Senin, 01 Juni 2015

Gusti Ora Sare




                Ungkapan Gusti ora sare terdiri dari tiga kata: Gusti (Tuhan), ora (tidak) dan sare (tiduk). Ungkapan ini memiliki arti mendalam dan sangat kaya makna. Dahulu, orang jawa sering memberi nasihat bahwa ketika menginginkan sesuatu, bermohonlah kepada Gusti Allah (Tuhan); ketika memiliki tugas, pekerjaan, atau keinginan, kita disarankan untuk memohon kepada Gusti Allah (dalam Bahasa Jawa juga disebut pangeran [Tuhan]) dengan ungkapan, “Nyuwuna marang Gusti Allah, percaya Gusti Allah ora sare.” (Memohonlah kepada Tuhan, percayalah bahwa Tuhan tidak tidur).
                Karena Tuhan memiliki sifat Maha Mengetahui, Maha Memberi, dan memiliki sifat tidak tidur, maka orang Jawa meyakini bahwa pengaduan atau permohonan kepada-Nya akan selalu di dengar dan karenya akan mendapat pertolongan serta jalan keluar dari-Nya. Oleh sebab itu,orang-orang tua sering berpesan agar dalam menjalani hidup, baik ketika menhadapi penderitaan ataupun memperoleh kebahagiaan, ora kendhat nyenyuwun marang pangeran (tidak berhenti untuk memohon kepada Tuhan).
                Di samping itu ungkapan Gusti ora sare (Tuhan tidak tidur) memiliki nuansa persuasif agar seseorang selalu berhati-hati sebelum berbuat. Ia perlu memikirkan apakah tindakan yang akan dilakukannya berpengaruh abik atau buruk, baik terhadap dirinya maupun orang lain. Bahkan, seseorang perlu berpikir cermat sebelum bertindak:  apakah rencana yang akan dilakukannya menyalahi aturan Tuhan (ajaran agama), apakah tindakannya termasuk halal atau haram, baik atau buruk, haq atau bathil.

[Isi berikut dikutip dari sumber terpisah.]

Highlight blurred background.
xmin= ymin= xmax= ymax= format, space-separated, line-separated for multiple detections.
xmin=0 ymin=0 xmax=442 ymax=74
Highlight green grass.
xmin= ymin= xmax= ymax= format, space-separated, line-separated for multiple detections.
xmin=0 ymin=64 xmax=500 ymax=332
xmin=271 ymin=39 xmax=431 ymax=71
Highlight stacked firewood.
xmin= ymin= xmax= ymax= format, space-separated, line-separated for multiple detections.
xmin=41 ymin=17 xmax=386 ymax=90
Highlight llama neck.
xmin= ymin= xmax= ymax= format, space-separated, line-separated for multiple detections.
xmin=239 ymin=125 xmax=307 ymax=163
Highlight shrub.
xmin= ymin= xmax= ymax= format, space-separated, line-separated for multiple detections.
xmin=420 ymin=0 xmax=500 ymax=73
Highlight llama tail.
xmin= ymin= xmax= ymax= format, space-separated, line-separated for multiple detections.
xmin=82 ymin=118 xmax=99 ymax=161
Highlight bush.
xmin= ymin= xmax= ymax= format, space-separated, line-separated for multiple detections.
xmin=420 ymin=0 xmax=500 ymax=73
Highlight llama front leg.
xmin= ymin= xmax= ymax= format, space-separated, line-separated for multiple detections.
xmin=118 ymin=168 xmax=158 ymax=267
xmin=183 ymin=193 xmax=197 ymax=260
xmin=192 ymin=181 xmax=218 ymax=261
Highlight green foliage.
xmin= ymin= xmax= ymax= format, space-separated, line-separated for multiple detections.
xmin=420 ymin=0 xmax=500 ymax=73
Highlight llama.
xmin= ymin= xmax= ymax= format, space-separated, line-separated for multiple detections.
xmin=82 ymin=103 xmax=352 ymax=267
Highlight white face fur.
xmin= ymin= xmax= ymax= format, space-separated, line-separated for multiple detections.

                Selanjutnya, ungkapan Jawa itu berhubungan dengan keyakinan bahwa apapun tindakan kita haruslah ditujukan untuk memenuhi kewajiban kita sebagai umat ciptaan Tuhan, baik tindakan yang bersifat individual, sosial, maupun relijius. Kita tidak lagi sepenuhnya mengharapkan ukuran baik-buruk atas dasar segi fisik belaka, melainkan juga dari segi norma-norma keTuhanan. Oleh karenya, seseorang tidak perlu terjebak pada sikap apakah tindakannya mendapat penghargaan atau pangalembahan (sanjungan) dari orang lain. Semua itu hendaknya diserahkan kepada kebesaran dan kebijakan Tuhan. Tindakan kita bisa jadi tidak disenangi oleh orang lain, padahal tindakan itu sesungguhnya memang harus kita lakukan. Jika tidak sudah meyakini bahwa Gusti ora sare, maka kita seharusnya semakin takut untuk berbuat hal-hal yang menyimpang dari norma-norma kebaikan, ataupun untuk nalisir saka bebener (menyimpang dari kebenaran).